Another thing that helped me with my manuscript development is the idea of a conscious structure and deliberate story points. There are a bunch of people who have written about these (American screenwriting guru Syd Field; Michael Hauge; Larry Brooks) in ways that are clear and helpful. I consider myself a literary fiction writer, but reasoned there was no reason why I couldn’t also incorporate some of these dudes’ systems. (And the story points don’t have to be big obvious clunky ones; they can be subtle shifts, emotional changes or realisations). It seems there is a move happening, driven by readers, booksellers and therefore publishers, away from novels that are ‘only’ beautifully written, interior and character-driven (all such hard things to do well in the first place) to books that have all those elements but with extra elements of storytelling that publishers believe will sell the novel to larger numbers of readers (cross-over books). I wonder whether this is because of long-form television and how people are accessing their preferred narratives. It’s also possibly because of how we are distracted by our phones and cannot settle to fiction in the way we used to. (Noam Chomsky talks of the perfect dyad between a man and his television set. I think it’s true, but between a human and their phone.)
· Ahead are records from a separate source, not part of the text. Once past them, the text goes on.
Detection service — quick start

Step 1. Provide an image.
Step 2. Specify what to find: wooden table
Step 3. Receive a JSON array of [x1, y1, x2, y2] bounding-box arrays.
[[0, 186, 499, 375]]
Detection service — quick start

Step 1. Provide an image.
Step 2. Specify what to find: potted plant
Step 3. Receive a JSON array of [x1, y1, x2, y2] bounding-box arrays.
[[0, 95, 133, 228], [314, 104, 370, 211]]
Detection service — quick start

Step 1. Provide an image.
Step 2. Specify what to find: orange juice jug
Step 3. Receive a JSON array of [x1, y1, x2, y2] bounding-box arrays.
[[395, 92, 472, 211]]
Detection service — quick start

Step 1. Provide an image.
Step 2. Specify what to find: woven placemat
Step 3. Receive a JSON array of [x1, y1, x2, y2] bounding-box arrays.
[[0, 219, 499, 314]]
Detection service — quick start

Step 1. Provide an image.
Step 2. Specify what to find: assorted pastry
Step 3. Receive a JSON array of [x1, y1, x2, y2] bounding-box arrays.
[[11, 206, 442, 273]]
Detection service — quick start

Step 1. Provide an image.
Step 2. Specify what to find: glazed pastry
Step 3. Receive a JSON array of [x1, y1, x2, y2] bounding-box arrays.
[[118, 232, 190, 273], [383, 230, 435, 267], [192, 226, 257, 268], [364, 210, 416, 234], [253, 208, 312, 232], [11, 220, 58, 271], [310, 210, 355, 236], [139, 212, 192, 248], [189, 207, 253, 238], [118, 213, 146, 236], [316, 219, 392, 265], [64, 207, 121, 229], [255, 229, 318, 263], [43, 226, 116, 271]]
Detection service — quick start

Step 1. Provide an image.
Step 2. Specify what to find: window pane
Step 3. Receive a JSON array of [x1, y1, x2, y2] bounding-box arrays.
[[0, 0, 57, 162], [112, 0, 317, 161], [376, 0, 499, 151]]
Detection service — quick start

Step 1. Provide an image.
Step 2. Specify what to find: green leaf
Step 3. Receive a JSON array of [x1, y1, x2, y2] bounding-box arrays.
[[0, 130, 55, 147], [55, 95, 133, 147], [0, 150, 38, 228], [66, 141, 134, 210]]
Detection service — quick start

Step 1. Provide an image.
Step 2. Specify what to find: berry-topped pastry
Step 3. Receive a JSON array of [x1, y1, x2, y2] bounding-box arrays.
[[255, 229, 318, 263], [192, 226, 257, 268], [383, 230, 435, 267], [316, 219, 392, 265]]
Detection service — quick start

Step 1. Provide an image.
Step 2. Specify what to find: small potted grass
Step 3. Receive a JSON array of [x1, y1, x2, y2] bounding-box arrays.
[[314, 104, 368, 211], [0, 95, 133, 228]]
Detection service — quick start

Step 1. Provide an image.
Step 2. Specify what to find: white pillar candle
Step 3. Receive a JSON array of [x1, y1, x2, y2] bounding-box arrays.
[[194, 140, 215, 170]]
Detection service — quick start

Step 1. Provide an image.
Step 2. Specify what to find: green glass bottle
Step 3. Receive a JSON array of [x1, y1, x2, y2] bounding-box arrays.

Wonderful woman and agent Virginia Lloyd (who represented my first novel and sold it to Allen and Unwin two years ago – two years ago on Melbourne Cup Day it was acquired), has written about attracting the attention of a publisher here:
Virginia is super professional and smart, lovely to deal with and has extensive experience – she worked as an in-house editor for PanMac before setting up as a literary agent, in Brooklyn NYC where I met her in a very hip bar, and now in Sydney. She represents some authors, as well as offering editorial services: mentoring/coaching; manuscript assessments; editorial and structural development. You can read more about her services here. While she no longer represents my work, occasionally I send a (panicked) email to her and she talks me down, and for people who might feel they need some help and are happy to pay*, I can’t recommend her highly enough. Like I said above, it’s a tough business and it is important to try to build a group of people who will champion your work, be in your corner, make you feel supported to keep going. Much of it is about endurance and not cracking under the strain, not giving up.
Finally, I came across this article about the reasons a manuscript gets rejected by agents, written by an agent’s reader (an agent is often the first person a writer will be submitting their novel manuscript too, although in Australia they are harder to get than a publisher it seems!)
I’d love to know if any writers are reading. I know I have some readers who are readers, and as I still work out what I want to do with this space, in terms of blogging, I’d love to know what people would like to read about. It’s clear my book ‘not-reviews’ are sporadic at best. I do the 6 Degrees posts, and occasionally share articles of interest I come across. It’s a bit of a mess, really, but I guess it’s okay.
* Virginia is very clear on her website about how the fee structures work, in terms of literary representation (where there is no upfront fee) and other services. A reputable literary agent will never ask for money upfront, or to take on a client. Lit agenting is done on spec, and sometimes, if you are lucky, they will put in a lot of unpaid work with you to develop the manuscript before approaching publishers with it. This is what happened with me and Virginia, on not one but two novel manuscripts. You can see why I love her so much, she stuck with me and believed in me, even though it took two years to get a book contract.